Getting modification to LSTMcell to pass over to cuda

I made some modifications to the LSTMCell function in nn_functions\rnn.py which works as intended when I run the network on my CPU. But when I use cuda the network seems to skip the LSTMCell function.

The network will still run when I use cuda, but when I throw in a print(‘working’) into the LSTMCell function, it doesn’t print, implying that the LSTMCell function gets skipped when using cuda.

In which other files must I make modifications for my changes to carry over when the network is run on GPU?

Illustration:

def LSTMCell(input, hidden, w_ih, w_hh, b_ih=None, b_hh=None):
    if input.is_cuda: 
        igates = F.linear(input, w_ih)
        hgates = F.linear(hidden[0], w_hh)
        state = fusedBackend.LSTMFused.apply
        return state(igates, hgates, hidden[1]) if b_ih is None else state(igates, hgates, hidden[1], b_ih, b_hh)
        #I can comment the above section out entirely and the the network still runs

    hx, cx = hidden
    gates = F.linear(input, w_ih, b_ih) + F.linear(hx, w_hh, b_hh) 
    ingate, forgetgate, cellgate, outgate, choosegate = gates.chunk(5, 1)  

    choosegate_1 = (F.sigmoid(choosegate)).round()
    choosegate_2 = (1-choosegate_1)
    cellgate_1 = F.tanh(cellgate)      
    cellgate_2 = F.relu(cellgate)   

    ingate = F.sigmoid(ingate)
    forgetgate = F.sigmoid(forgetgate)
    outgate = F.sigmoid(outgate)
    cellgate = ((choosegate_1 * cellgate_1) + (choosegate_2 * cellgate_2))

    cy = (forgetgate * cx) + ingate*cellgate
    hy = outgate * F.tanh(cy)
    return hy, cy

My modifications of the LSTMCell work properly when run without cuda, but it seems that cuda may have its own construction of the LSTMCell that I cannot find.

If someone could point out where cuda runs the LSTMCell layers through activation functions, or more generally constructs the entire LSTMCell, I would be greatly appreciative!

Thanks!!

You’d have to comment out entire if input.is_cuda section for your modifications to take effect, otherwise, a hardcoded fused kernel is called that calculated the standard lstm cell. If performance in inadequate after that, you might want to look at creating your own extension with the LSTM cell architecture you want. https://github.com/pytorch/tutorials/pull/214/files

Hi ngimel,
Thank you so much for your reply!

I do comment out the if input.is_cuda section, and when I run the network normally, my modifications are having an effect.
but when I activate Cuda (e.g. USE_GPU = True), the code runs super fast, but it seems to entirely skip the entire function (I can still comment out that section and it still runs with Cuda).

I have even put the ‘print(‘working’)’ line inside the if input.is_cuda loop (when cuda is activated) and it still does not print.
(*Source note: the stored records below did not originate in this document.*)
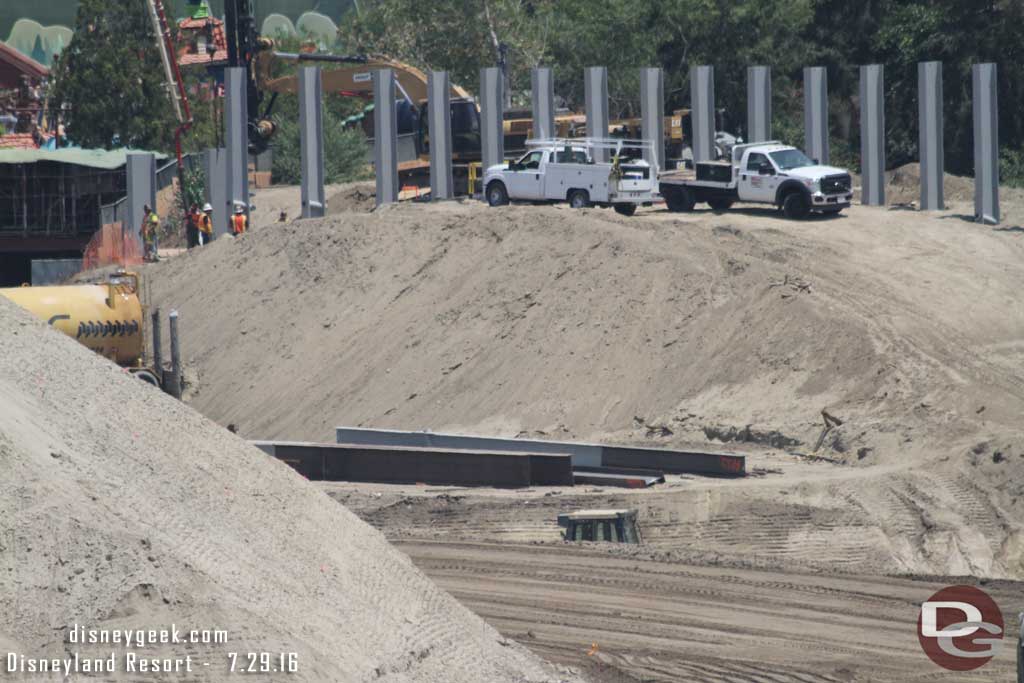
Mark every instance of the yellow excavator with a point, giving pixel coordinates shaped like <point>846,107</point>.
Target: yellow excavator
<point>411,84</point>
<point>107,318</point>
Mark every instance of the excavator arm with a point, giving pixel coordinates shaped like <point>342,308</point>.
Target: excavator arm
<point>357,79</point>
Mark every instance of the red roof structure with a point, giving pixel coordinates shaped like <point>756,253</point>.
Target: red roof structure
<point>13,66</point>
<point>202,41</point>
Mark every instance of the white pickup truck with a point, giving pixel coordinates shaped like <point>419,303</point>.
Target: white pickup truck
<point>565,170</point>
<point>761,172</point>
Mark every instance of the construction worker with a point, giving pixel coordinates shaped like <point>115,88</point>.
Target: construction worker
<point>239,221</point>
<point>151,225</point>
<point>206,224</point>
<point>192,225</point>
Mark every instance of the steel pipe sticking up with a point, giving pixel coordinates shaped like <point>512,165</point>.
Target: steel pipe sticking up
<point>174,385</point>
<point>158,358</point>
To clarify, my extension works perfectly fine if I do not activate cuda. But it seems that turning my model and tensors into cuda form starts a process in which the LSTM cell architecture is generated by cuda.
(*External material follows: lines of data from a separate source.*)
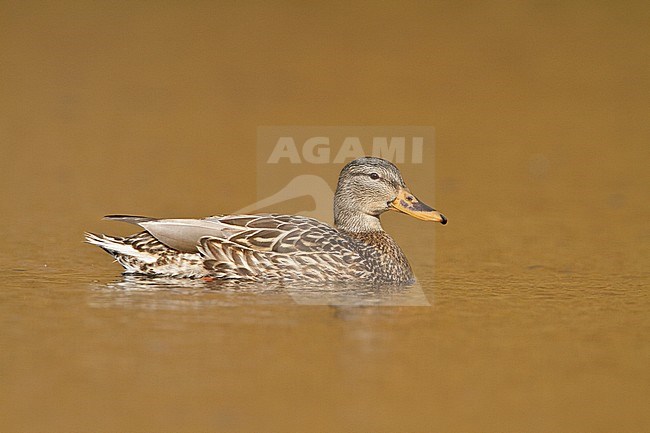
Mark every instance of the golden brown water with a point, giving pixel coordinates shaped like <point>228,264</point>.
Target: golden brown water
<point>539,318</point>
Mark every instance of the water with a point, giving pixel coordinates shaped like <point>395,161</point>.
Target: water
<point>531,312</point>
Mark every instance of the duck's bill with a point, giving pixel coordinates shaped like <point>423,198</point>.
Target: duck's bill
<point>407,203</point>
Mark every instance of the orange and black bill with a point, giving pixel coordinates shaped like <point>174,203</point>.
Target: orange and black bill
<point>407,203</point>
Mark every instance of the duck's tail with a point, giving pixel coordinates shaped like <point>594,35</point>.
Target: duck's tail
<point>117,247</point>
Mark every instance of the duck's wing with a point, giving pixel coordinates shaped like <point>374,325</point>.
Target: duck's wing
<point>264,233</point>
<point>282,246</point>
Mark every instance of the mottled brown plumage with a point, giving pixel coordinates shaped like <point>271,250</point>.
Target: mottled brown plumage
<point>282,247</point>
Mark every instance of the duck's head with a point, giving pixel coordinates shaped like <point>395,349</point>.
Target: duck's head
<point>370,186</point>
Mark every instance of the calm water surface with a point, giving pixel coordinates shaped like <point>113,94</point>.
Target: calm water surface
<point>497,349</point>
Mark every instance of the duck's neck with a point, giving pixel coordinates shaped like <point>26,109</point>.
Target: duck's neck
<point>355,221</point>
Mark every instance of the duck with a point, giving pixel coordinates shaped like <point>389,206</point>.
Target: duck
<point>277,247</point>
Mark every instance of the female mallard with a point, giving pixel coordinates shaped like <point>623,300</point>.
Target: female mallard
<point>282,247</point>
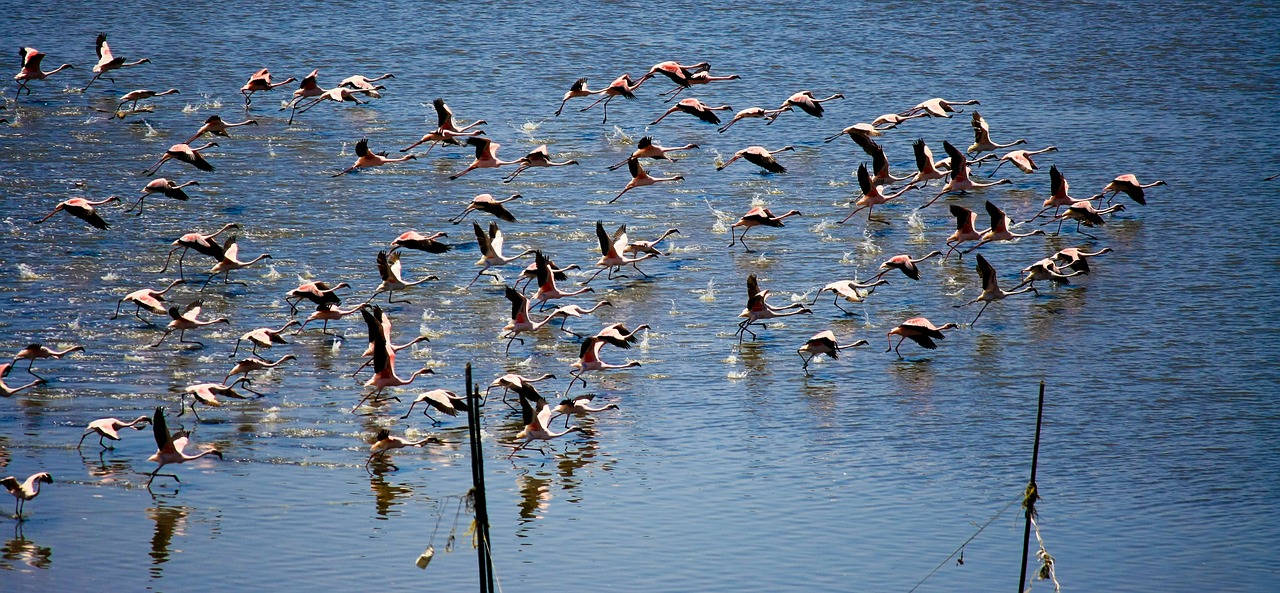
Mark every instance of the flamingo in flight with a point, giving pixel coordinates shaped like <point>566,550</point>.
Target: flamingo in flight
<point>187,319</point>
<point>202,243</point>
<point>919,331</point>
<point>823,343</point>
<point>490,250</point>
<point>645,149</point>
<point>485,203</point>
<point>366,158</point>
<point>106,62</point>
<point>169,447</point>
<point>539,156</point>
<point>640,178</point>
<point>83,210</point>
<point>982,138</point>
<point>759,156</point>
<point>991,291</point>
<point>696,109</point>
<point>110,428</point>
<point>146,299</point>
<point>31,59</point>
<point>261,81</point>
<point>757,217</point>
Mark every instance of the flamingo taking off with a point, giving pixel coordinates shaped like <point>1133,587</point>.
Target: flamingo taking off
<point>187,319</point>
<point>146,299</point>
<point>110,428</point>
<point>169,447</point>
<point>823,343</point>
<point>83,210</point>
<point>991,291</point>
<point>919,331</point>
<point>757,217</point>
<point>366,158</point>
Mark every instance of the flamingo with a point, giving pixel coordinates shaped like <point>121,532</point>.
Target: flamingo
<point>906,264</point>
<point>485,203</point>
<point>1129,185</point>
<point>208,395</point>
<point>539,156</point>
<point>521,320</point>
<point>1022,159</point>
<point>261,81</point>
<point>991,291</point>
<point>919,331</point>
<point>384,361</point>
<point>999,229</point>
<point>982,138</point>
<point>649,246</point>
<point>577,90</point>
<point>700,77</point>
<point>231,261</point>
<point>960,179</point>
<point>442,400</point>
<point>757,217</point>
<point>823,343</point>
<point>645,149</point>
<point>83,210</point>
<point>384,443</point>
<point>169,447</point>
<point>849,291</point>
<point>759,156</point>
<point>938,108</point>
<point>487,156</point>
<point>696,109</point>
<point>24,491</point>
<point>490,250</point>
<point>640,178</point>
<point>385,320</point>
<point>536,424</point>
<point>106,62</point>
<point>965,231</point>
<point>248,365</point>
<point>547,290</point>
<point>40,351</point>
<point>388,268</point>
<point>1084,213</point>
<point>187,319</point>
<point>146,299</point>
<point>184,153</point>
<point>318,292</point>
<point>5,391</point>
<point>872,195</point>
<point>263,338</point>
<point>366,158</point>
<point>141,95</point>
<point>164,187</point>
<point>31,59</point>
<point>808,103</point>
<point>612,249</point>
<point>202,243</point>
<point>589,360</point>
<point>753,113</point>
<point>110,428</point>
<point>215,126</point>
<point>414,240</point>
<point>758,309</point>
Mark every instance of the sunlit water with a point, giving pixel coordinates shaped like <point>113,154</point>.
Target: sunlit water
<point>726,468</point>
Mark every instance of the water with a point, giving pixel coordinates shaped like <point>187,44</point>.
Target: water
<point>726,468</point>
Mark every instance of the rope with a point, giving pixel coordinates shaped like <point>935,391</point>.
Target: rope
<point>936,569</point>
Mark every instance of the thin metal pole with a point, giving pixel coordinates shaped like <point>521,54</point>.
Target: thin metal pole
<point>1032,493</point>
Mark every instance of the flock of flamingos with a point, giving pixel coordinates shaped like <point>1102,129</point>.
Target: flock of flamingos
<point>536,284</point>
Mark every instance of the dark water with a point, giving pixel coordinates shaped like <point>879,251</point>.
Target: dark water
<point>726,468</point>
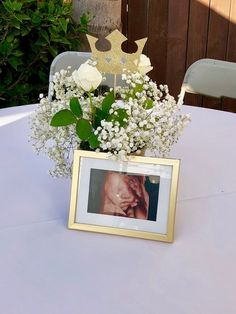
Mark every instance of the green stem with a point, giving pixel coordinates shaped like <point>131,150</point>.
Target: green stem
<point>91,105</point>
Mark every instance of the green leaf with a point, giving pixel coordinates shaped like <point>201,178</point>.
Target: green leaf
<point>44,34</point>
<point>76,107</point>
<point>53,51</point>
<point>5,48</point>
<point>149,103</point>
<point>17,53</point>
<point>16,24</point>
<point>138,88</point>
<point>108,101</point>
<point>83,129</point>
<point>93,141</point>
<point>14,62</point>
<point>36,19</point>
<point>62,118</point>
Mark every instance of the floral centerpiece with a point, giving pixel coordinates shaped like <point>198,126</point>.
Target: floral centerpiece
<point>85,113</point>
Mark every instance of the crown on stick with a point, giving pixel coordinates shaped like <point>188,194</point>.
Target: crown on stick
<point>116,60</point>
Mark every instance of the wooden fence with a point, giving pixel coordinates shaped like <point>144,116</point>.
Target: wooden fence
<point>180,32</point>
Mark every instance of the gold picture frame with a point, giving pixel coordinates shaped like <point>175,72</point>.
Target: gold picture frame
<point>135,198</point>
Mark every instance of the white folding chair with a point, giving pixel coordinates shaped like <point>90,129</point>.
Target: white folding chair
<point>210,77</point>
<point>73,59</point>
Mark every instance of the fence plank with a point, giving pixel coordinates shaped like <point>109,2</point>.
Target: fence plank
<point>229,104</point>
<point>177,44</point>
<point>157,38</point>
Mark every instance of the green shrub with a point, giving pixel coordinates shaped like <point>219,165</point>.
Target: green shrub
<point>32,33</point>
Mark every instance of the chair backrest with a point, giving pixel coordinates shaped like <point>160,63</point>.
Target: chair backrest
<point>73,59</point>
<point>210,77</point>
I have traced the information flow to this class: class CudnnRNN(NestedIOFunction), within the same nn_functions\rnn.py file, and from there the information flows to torch\backends\cudnn\rnn.py, but nowhere do I find Cuda building the actual architecture for me to modify.

But I am very new to coding, so perhaps I misunderstood what you meant by creating my own extension.

That means you are not using LSTMCell, you are using nn.LSTM, and it directly calls cudnn LSTM. If you want to bypass cudnn when using nn.LSTM you have to set torch.backends.cudnn.enabled = False

1 Like

Thanks again for your reply!

So I don’t want to bypass cudnn, because I still want it to get that full GPU speed-boost.
But I want to figure out where the cudnn LSTM is built, so that I can apply my modifications there.
Or is there no way to change how cudnn builds the LSTM?

Interestingly though, I tried your suggestion (torch.backends.cudnn.enabled = False) and it works!
My modifications take effect, and It’s about 5 times faster than without Cudnn (1 min vs 5 min per epoch).
However, it’s also about 3 times slower than using the cudnn backend (20 sec per epoch).

So if there’s a way to modify the architecture of the LSTM in the cuda backend, that’d be the best option.
I’m gonna be running this network for 100 epochs 60 times, so I need every little GPU boost I can get.

Regardless, even if this is the best you can do for me, THANK YOU, you probably saved me hundreds of hours.

Sorry, this is the best you can do with little effort. Cudnn has a hard-coded LSTM cell, and you cannot modify it.

Alright, this will have to do. Thanks so much for your help!